Emsal Mahkeme Kararı Bakırköy 7. Asliye Ticaret Mahkemesi 2021/920 E. 2022/331 K. 29.03.2022 T.

Görüntülediğiniz mahkeme kararı henüz kesinleşmemiştir. Yararlı olması amacıyla eklenmiştir.

T.C. BAKIRKÖY 7. ASLİYE TİCARET MAHKEMESİ

ESAS NO : 2021/920 Esas
KARAR NO : 2022/331

DAVA : İtirazın İptali (Dernek üyelik yıllık aidatı)
DAVA TARİHİ : 12/11/2021
KARAR TARİHİ : 29/03/2022
KARARIN YAZILDIĞI TARİH : 25/04/2022
Mahkememizde görülmekte olan davanın yapılan açık yargılaması sonunda,
GEREĞİ DÜŞÜNÜLDÜ:
Davacı vekili dava dilekçesinde özetle; Davalı …..ni temsil yetkisine haiz en yetkili yönetici sıfatıyla 25.03.2008 tarihinde … tarafından müvekkili davacı …’ne başvuruda bulunularak “Tüzel Kişi Üye Giriş Beyannamesi” talepli başvuru evrakıyla üyelik isteği kayda alındığını, Davalı şirketi temsilen irade beyanında bulunan …’nın başvurusunun dernek tarafından değerlendirildiğini ve 15.04.2008 tarihinde yapılan yönetim kurulu toplantısı neticesinde alınan kararla oybirliği ile kabul edildiğini, Davalı ….nin müvekkili …’ne yapmış olduğu başvurunun kabulünü ve buna müteakip muhtelif zamanlarda Dernek Temsilcisi olan ….. ile yapılmış olan elektronik mail yazışmaları da bu durumun tevsiki mahiyetinde olduğunu, Davalı …nin tüzükte yer alan madde 30 …’nin Gelirleri Başlığı altında düzenlenen 30.2) de yer alan “Yıllık Ödenti” şeklinde belirtilen dernek tüzüğü hükmünce 2011 yılı için 1.900-TL; 2012 yılı için 2.100-TL; 2013 yılı için 2.250-TL; 2014 yılı için 2.400-TL; 2015 yılı için 2.500-TL; 2016 yılı için 2.700-TL; 2017 yılı için 2.700-TL; 2018 yılı için 3.000-TL; 2019 yılı için 3.500-TL; 2020 yılı için 3.850-TL dernek üyelik yıllık aidatları ödenmediğini, ödenmeyen miktarlara ilişkin davalıdan tahsil yoluna gidilmiş olup huzurdaki davaya konu Bakırköy ….. İcra Dairesi ….. E. sayılı ilamsız icra takibi başlatıldığını, haksız itirazın iptaline ve takibin devamına karar verilerek davalarının kabulünü talep etmiştir.

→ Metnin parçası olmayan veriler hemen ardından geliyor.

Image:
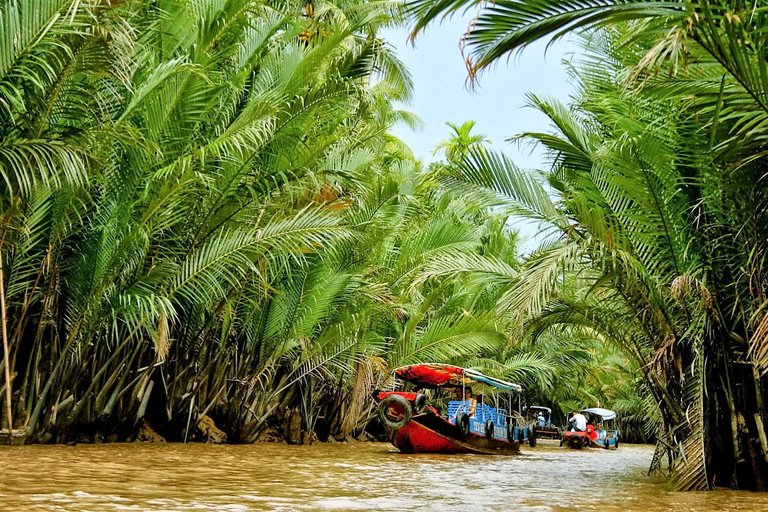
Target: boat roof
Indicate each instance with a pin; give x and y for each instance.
(607, 414)
(445, 375)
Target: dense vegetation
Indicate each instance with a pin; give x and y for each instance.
(657, 208)
(203, 214)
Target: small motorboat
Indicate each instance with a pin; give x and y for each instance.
(418, 427)
(599, 437)
(19, 436)
(543, 429)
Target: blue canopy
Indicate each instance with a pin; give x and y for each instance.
(607, 414)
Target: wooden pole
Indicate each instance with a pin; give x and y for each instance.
(6, 357)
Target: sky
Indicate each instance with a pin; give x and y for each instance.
(497, 103)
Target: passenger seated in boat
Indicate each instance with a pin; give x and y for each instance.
(578, 422)
(467, 396)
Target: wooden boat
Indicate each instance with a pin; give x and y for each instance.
(545, 430)
(417, 427)
(19, 436)
(600, 437)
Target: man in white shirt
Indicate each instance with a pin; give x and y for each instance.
(579, 422)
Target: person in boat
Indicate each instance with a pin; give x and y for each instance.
(579, 422)
(467, 396)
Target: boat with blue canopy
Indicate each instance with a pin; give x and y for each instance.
(486, 424)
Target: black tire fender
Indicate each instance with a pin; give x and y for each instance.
(462, 425)
(385, 415)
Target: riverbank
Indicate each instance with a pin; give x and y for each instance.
(343, 476)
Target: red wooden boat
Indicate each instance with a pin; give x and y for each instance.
(417, 427)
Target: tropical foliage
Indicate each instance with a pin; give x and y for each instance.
(203, 214)
(655, 204)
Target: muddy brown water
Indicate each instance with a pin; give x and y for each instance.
(342, 476)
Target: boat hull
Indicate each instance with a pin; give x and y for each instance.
(430, 433)
(547, 432)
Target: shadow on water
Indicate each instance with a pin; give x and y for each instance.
(359, 476)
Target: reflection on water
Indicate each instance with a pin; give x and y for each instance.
(361, 476)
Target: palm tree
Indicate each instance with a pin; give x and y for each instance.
(461, 141)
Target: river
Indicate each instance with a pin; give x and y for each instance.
(341, 476)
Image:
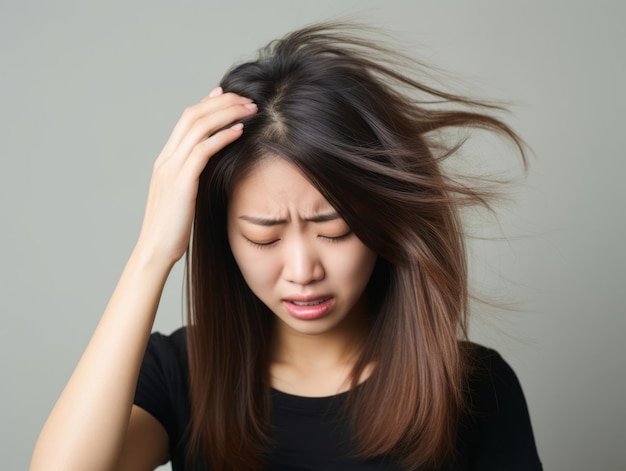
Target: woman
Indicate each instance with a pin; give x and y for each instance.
(327, 286)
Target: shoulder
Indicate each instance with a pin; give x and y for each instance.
(162, 386)
(496, 431)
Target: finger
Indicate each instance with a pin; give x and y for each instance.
(203, 151)
(210, 124)
(198, 111)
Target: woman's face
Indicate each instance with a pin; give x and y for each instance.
(295, 252)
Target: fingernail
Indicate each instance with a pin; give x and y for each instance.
(215, 92)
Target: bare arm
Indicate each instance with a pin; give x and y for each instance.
(89, 425)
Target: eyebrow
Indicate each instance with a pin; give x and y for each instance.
(262, 221)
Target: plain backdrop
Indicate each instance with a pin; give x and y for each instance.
(90, 90)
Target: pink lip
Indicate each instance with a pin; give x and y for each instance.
(310, 311)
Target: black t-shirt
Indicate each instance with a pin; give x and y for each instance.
(309, 434)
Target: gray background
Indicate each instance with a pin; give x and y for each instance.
(89, 92)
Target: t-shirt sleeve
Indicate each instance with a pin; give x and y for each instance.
(498, 430)
(162, 383)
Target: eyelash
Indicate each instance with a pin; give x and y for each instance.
(264, 245)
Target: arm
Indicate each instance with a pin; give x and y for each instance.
(89, 425)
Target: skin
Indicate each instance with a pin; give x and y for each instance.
(290, 244)
(94, 425)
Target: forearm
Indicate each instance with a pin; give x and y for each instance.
(86, 428)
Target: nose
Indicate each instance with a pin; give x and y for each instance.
(302, 263)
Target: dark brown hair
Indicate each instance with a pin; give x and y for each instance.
(341, 110)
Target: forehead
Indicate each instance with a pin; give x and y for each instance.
(275, 186)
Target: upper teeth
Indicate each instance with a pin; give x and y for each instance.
(308, 303)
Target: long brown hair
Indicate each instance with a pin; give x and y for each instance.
(340, 109)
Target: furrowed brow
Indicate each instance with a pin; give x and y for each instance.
(262, 221)
(324, 217)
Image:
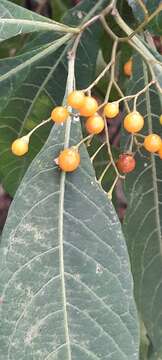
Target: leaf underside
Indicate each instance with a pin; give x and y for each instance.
(65, 283)
(143, 222)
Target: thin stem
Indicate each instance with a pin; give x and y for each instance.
(143, 7)
(97, 152)
(90, 20)
(107, 28)
(112, 78)
(112, 75)
(129, 97)
(95, 82)
(103, 173)
(123, 97)
(131, 143)
(37, 127)
(146, 21)
(141, 92)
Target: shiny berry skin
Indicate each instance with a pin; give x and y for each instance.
(126, 163)
(94, 124)
(111, 109)
(59, 114)
(133, 122)
(152, 143)
(128, 68)
(160, 119)
(89, 106)
(76, 99)
(20, 146)
(69, 159)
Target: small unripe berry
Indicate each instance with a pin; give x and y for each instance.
(126, 163)
(111, 109)
(133, 122)
(59, 114)
(152, 143)
(76, 99)
(20, 146)
(89, 106)
(69, 159)
(94, 124)
(128, 67)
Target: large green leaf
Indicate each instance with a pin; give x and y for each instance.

Davalılar vekili cevap dilekçesinde özetle; Mahkemenin yetkili mahkeme olmadığını, İstanbul Anadolu Asliye Hukuk Mahkemelerinin yetkili olduğunu, müvekkiline davacı dernek tarafından her hangi bir bilgilendirme yapılmadığını, 02/01/2011 yılına dair aidat borçlarına ilişkin genel zamanaşımı süresi dolmuş olup zamanaşımı itirazlarının olduğunu, husumet itirazlarının olduğunu, belirterek davanın reddini istemiştir.
DELİLLER : Vergi Dairesi müzekkere cevabı, İstanbul Ticaret Sicili Müdürlüğü müzekkere cevabı, tüm dosya kapsamında toplanan deliller.

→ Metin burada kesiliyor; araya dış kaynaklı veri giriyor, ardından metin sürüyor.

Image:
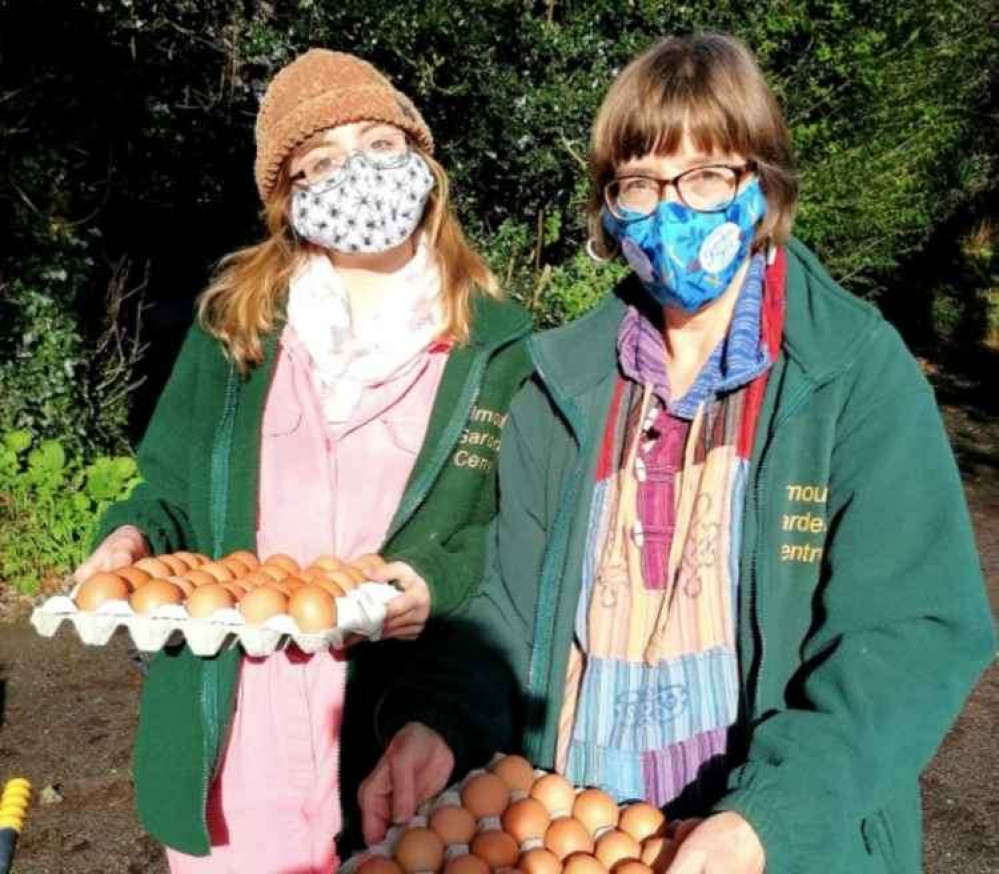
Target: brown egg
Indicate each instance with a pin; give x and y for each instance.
(218, 570)
(485, 795)
(641, 821)
(293, 583)
(153, 594)
(420, 849)
(154, 567)
(540, 861)
(555, 793)
(344, 580)
(247, 558)
(178, 567)
(379, 865)
(235, 589)
(101, 587)
(312, 609)
(134, 576)
(515, 771)
(182, 583)
(313, 574)
(497, 849)
(467, 864)
(616, 846)
(331, 587)
(274, 572)
(263, 602)
(630, 866)
(595, 809)
(205, 600)
(283, 561)
(658, 853)
(200, 578)
(566, 836)
(191, 559)
(582, 863)
(367, 563)
(454, 824)
(526, 821)
(327, 563)
(236, 566)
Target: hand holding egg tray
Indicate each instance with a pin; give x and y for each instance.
(515, 818)
(262, 606)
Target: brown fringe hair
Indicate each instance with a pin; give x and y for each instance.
(247, 293)
(709, 86)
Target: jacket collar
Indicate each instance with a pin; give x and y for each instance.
(824, 326)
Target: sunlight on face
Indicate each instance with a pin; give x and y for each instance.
(686, 157)
(326, 152)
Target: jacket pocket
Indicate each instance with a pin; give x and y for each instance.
(879, 839)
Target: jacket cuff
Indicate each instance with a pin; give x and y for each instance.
(794, 828)
(397, 709)
(427, 560)
(162, 538)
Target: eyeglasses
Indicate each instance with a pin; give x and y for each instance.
(703, 189)
(381, 148)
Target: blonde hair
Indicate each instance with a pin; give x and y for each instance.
(245, 296)
(709, 87)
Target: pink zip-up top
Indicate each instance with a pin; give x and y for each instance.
(274, 807)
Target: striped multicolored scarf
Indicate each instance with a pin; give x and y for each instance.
(652, 683)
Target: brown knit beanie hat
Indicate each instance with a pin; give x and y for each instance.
(322, 89)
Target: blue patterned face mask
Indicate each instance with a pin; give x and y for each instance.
(686, 258)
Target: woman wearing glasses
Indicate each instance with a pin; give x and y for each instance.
(342, 393)
(734, 574)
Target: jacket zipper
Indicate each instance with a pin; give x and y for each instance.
(755, 606)
(209, 686)
(539, 667)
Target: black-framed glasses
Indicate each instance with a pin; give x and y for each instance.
(710, 188)
(384, 148)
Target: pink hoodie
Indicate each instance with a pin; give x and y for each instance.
(274, 807)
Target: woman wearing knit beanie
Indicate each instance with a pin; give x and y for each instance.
(341, 394)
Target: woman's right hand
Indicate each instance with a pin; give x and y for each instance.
(122, 547)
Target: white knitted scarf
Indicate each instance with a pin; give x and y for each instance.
(349, 356)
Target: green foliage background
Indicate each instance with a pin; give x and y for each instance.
(127, 153)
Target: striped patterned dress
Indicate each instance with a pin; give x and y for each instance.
(652, 683)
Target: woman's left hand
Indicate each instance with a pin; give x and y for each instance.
(723, 844)
(407, 613)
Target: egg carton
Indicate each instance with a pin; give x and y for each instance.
(361, 611)
(451, 796)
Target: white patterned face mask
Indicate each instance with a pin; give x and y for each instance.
(364, 207)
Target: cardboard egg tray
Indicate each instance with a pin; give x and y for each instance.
(361, 611)
(448, 797)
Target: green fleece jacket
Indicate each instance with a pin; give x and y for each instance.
(200, 460)
(863, 622)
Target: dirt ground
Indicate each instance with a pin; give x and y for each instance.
(67, 713)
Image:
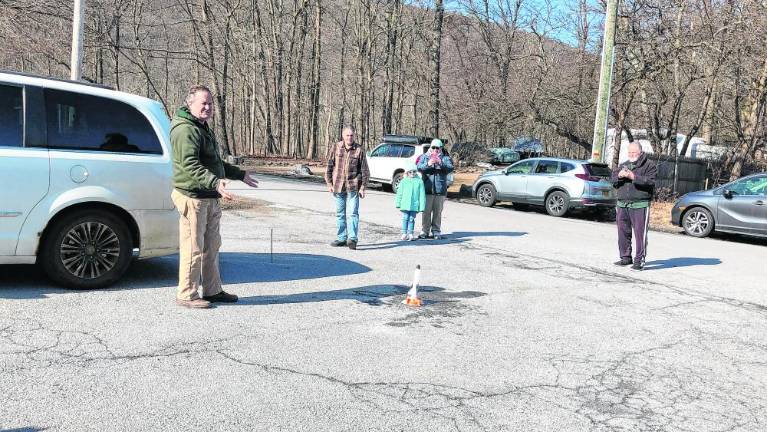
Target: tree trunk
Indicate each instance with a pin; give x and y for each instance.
(434, 66)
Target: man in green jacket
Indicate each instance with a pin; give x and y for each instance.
(199, 181)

DELİLLERİN DEĞERLENDİRİLMESİ VE GEREKÇE :
Dava, davacının, ödenmeyen dernek üyelik aidat bedellerinin tahsili için davalı aleyhine giriştiği icra takibine vâki itirazın İİK’nun 67.maddesi gereğince iptali ile takibin devamına ve icra inkâr tazminatı istemine ilişkindir.

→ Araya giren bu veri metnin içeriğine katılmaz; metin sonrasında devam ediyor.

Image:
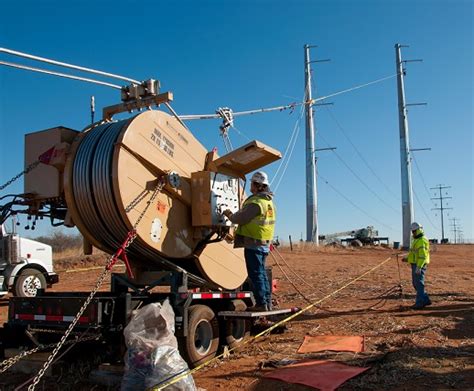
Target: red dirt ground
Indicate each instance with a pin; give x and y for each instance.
(406, 349)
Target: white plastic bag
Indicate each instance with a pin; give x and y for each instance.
(152, 355)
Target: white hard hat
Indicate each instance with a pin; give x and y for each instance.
(260, 177)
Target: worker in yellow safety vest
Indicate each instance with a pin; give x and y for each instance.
(419, 258)
(256, 220)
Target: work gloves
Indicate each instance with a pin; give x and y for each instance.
(227, 213)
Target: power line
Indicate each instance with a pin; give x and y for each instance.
(66, 65)
(65, 75)
(292, 142)
(424, 211)
(356, 206)
(360, 179)
(421, 176)
(285, 107)
(339, 126)
(457, 231)
(441, 208)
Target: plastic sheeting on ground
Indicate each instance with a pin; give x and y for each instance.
(324, 375)
(337, 343)
(152, 355)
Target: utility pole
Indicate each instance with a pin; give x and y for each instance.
(312, 229)
(92, 109)
(405, 160)
(442, 208)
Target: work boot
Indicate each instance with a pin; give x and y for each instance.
(257, 308)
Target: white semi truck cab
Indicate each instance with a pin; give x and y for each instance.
(25, 265)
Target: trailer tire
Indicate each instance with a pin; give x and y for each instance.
(28, 282)
(236, 330)
(202, 341)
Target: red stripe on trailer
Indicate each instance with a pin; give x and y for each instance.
(25, 316)
(50, 318)
(217, 295)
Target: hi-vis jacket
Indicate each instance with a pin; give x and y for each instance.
(261, 227)
(419, 250)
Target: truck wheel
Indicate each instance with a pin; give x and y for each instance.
(202, 341)
(28, 282)
(236, 330)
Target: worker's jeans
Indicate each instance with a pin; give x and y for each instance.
(418, 281)
(255, 261)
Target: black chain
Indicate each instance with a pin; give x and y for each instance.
(25, 171)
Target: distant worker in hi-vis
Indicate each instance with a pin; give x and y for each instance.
(419, 258)
(256, 220)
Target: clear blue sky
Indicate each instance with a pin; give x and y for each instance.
(249, 54)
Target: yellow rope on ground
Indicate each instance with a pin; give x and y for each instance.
(86, 269)
(177, 378)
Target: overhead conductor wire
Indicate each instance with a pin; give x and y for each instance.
(427, 191)
(66, 65)
(65, 75)
(355, 206)
(178, 377)
(339, 126)
(285, 107)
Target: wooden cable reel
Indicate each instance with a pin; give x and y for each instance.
(115, 163)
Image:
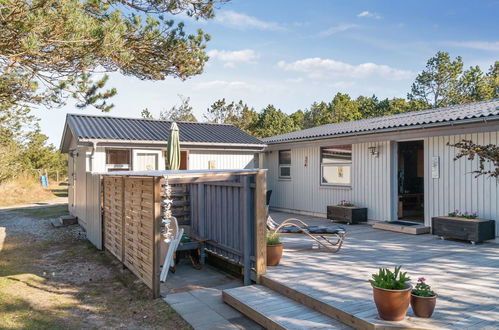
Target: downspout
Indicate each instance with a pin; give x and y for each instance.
(94, 146)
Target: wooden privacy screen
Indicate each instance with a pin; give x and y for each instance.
(139, 228)
(228, 209)
(130, 211)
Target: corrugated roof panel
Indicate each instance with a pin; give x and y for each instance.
(116, 128)
(423, 117)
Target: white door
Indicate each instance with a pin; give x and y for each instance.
(146, 162)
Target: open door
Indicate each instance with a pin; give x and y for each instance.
(410, 177)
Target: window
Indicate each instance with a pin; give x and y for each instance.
(336, 165)
(117, 159)
(285, 164)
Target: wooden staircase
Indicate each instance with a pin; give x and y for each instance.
(275, 305)
(275, 311)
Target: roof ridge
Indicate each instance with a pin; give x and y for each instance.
(410, 118)
(145, 119)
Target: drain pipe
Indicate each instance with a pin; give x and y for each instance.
(94, 146)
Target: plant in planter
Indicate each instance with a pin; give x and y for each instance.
(423, 299)
(465, 214)
(274, 249)
(346, 211)
(392, 293)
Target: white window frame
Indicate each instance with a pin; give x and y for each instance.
(161, 159)
(286, 177)
(339, 164)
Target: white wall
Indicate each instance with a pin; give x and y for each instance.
(456, 188)
(199, 160)
(370, 181)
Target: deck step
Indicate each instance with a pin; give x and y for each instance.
(335, 314)
(275, 311)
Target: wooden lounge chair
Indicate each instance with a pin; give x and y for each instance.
(328, 236)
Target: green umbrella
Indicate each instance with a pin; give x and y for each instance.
(173, 149)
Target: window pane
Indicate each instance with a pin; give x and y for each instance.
(336, 174)
(284, 157)
(116, 156)
(336, 154)
(285, 171)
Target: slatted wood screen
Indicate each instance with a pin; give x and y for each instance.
(113, 216)
(228, 211)
(131, 224)
(139, 228)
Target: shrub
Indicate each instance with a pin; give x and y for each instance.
(422, 289)
(273, 239)
(465, 214)
(386, 279)
(345, 203)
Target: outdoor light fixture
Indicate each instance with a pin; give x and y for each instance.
(373, 151)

6100 sayılı Hukuk Muhakemeleri Kanunu’nun 6. maddesinde; genel yetkili mahkemenin, davalı gerçek veya tüzel kişinin davanın açıldığı tarihteki yerleşim yeri mahkemesi olduğu, yerleşim yerinin, Türk Medeni Kanunu hükümlerine göre belirleneceği, 14/2. maddesinde, dernek ile üyeler arasındaki davaların dernek merkezinin bulunduğu yerdeki mahkemede bakılacağı; 4721 sayılı Türk Medeni Kanunu’nun 51. maddesinde de; tüzel kişinin yerleşim yerinin kuruluş belgesinde başka bir hüküm bulunmadıkça işlerinin yönetildiği yer olduğu; 5253 sayılı Dernekler Kanunu’nun 2. maddesinde ise; bu kanunun uygulanmasında, derneğin yerleşim yerinin, derneğin yönetim faaliyetlerinin yürütüldüğü yeri, dernek merkezinin ise derneğin yerleşim yerinin bulunduğu il veya ilçeyi ifade ettiği hükme bağlanmıştır. Ancak yetki itirazı hakkında görevli mahkemece değerlendirme yapılması gerekmektedir.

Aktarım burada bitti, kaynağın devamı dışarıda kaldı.